Automated Prediction of Multiple Diseases through Deep Learning Models
DOI:
https://doi.org/10.63282/3050-922X.ICAILLMBA-105Keywords:
Multi-Disease Prediction, Deep Learning, Multi-Layer Perceptron, Blood Parameter Analysis, Healthcare AnalyticsAbstract
Accurate and early disease prediction is essential in modern healthcare due to the rising prevalence of chronic illnesses. This project presents a deep learning framework for predicting multiple diseases designed to improve diagnostic accuracy and efficiency using advanced neural network models.
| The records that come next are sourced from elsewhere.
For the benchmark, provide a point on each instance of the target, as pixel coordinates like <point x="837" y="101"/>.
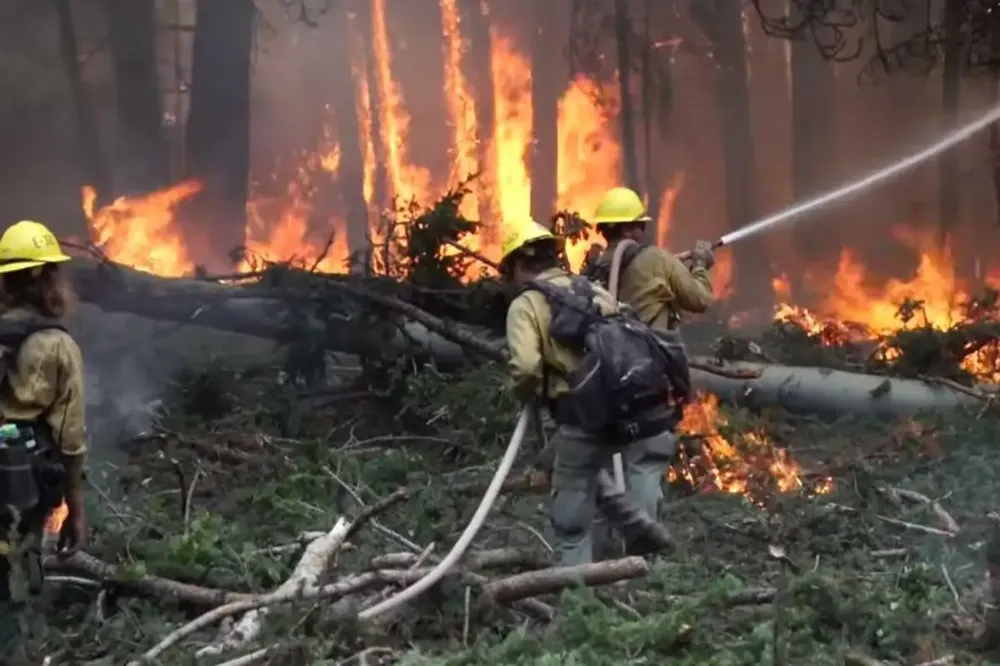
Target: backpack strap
<point x="625" y="253"/>
<point x="13" y="332"/>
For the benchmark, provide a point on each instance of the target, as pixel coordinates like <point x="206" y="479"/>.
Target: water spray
<point x="862" y="184"/>
<point x="752" y="229"/>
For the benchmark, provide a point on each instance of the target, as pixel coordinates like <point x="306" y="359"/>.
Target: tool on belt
<point x="32" y="481"/>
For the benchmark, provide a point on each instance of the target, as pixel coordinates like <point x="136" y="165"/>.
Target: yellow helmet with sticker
<point x="28" y="244"/>
<point x="621" y="205"/>
<point x="518" y="235"/>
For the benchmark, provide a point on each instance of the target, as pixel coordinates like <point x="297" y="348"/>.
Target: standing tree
<point x="547" y="75"/>
<point x="722" y="23"/>
<point x="218" y="123"/>
<point x="141" y="153"/>
<point x="351" y="175"/>
<point x="623" y="40"/>
<point x="478" y="67"/>
<point x="949" y="197"/>
<point x="94" y="168"/>
<point x="812" y="103"/>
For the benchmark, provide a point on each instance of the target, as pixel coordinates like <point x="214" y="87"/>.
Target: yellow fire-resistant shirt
<point x="534" y="355"/>
<point x="46" y="381"/>
<point x="657" y="285"/>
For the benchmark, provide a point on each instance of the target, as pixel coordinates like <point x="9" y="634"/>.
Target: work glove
<point x="73" y="534"/>
<point x="702" y="255"/>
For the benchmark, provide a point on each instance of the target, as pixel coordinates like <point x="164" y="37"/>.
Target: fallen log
<point x="260" y="311"/>
<point x="250" y="309"/>
<point x="826" y="392"/>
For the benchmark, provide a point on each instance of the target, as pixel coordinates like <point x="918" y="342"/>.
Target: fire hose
<point x="507" y="462"/>
<point x="465" y="540"/>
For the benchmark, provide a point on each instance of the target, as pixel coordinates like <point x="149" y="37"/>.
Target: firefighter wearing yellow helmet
<point x="658" y="286"/>
<point x="42" y="436"/>
<point x="540" y="367"/>
<point x="652" y="280"/>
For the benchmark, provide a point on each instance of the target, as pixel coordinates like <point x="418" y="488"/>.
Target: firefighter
<point x="539" y="367"/>
<point x="658" y="286"/>
<point x="43" y="437"/>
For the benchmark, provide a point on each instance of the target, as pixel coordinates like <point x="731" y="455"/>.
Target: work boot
<point x="655" y="539"/>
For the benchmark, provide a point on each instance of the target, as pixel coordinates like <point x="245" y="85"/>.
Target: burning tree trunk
<point x="546" y="82"/>
<point x="141" y="148"/>
<point x="722" y="22"/>
<point x="479" y="72"/>
<point x="994" y="96"/>
<point x="657" y="104"/>
<point x="623" y="37"/>
<point x="812" y="99"/>
<point x="951" y="88"/>
<point x="92" y="162"/>
<point x="380" y="189"/>
<point x="218" y="124"/>
<point x="264" y="312"/>
<point x="351" y="175"/>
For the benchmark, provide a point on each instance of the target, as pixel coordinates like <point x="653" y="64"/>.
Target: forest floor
<point x="853" y="566"/>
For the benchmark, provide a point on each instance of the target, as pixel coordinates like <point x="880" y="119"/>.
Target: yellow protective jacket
<point x="659" y="286"/>
<point x="534" y="355"/>
<point x="46" y="383"/>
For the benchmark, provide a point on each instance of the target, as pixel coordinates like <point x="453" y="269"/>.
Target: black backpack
<point x="30" y="477"/>
<point x="628" y="373"/>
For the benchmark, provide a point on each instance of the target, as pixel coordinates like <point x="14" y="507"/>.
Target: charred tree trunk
<point x="812" y="100"/>
<point x="623" y="37"/>
<point x="722" y="22"/>
<point x="262" y="311"/>
<point x="479" y="72"/>
<point x="380" y="189"/>
<point x="994" y="92"/>
<point x="351" y="175"/>
<point x="949" y="196"/>
<point x="93" y="166"/>
<point x="141" y="155"/>
<point x="546" y="83"/>
<point x="657" y="104"/>
<point x="217" y="145"/>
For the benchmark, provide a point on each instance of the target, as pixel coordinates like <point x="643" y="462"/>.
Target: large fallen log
<point x="246" y="309"/>
<point x="261" y="311"/>
<point x="826" y="392"/>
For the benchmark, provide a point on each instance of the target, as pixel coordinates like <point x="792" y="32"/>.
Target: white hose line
<point x="458" y="550"/>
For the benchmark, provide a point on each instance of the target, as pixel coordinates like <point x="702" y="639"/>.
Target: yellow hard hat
<point x="520" y="234"/>
<point x="620" y="205"/>
<point x="28" y="244"/>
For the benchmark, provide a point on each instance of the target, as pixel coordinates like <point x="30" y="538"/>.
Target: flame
<point x="854" y="310"/>
<point x="290" y="239"/>
<point x="514" y="118"/>
<point x="406" y="181"/>
<point x="142" y="231"/>
<point x="461" y="107"/>
<point x="54" y="523"/>
<point x="721" y="465"/>
<point x="291" y="218"/>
The system applies effective preprocessing techniques, including normalization and Z-score scaling, to enhance feature representation of critical health parameters such as glucose, hemoglobin, cholesterol, and blood pressure. A Multi-Layer Perceptron (MLP) model is employed because of its capacity to learn intricate non-linear patterns while maintaining a simpler and efficient architecture compared to deep feedforward networks. Model training is performed with the Adam optimizer and validated through cross-validation to ensure robustness across diverse patient data, resulting in an accuracy of 95.13%. The proposed system is implemented using Python with TensorFlow, pandas, NumPy, and scikit-learn libraries on a Windows platform.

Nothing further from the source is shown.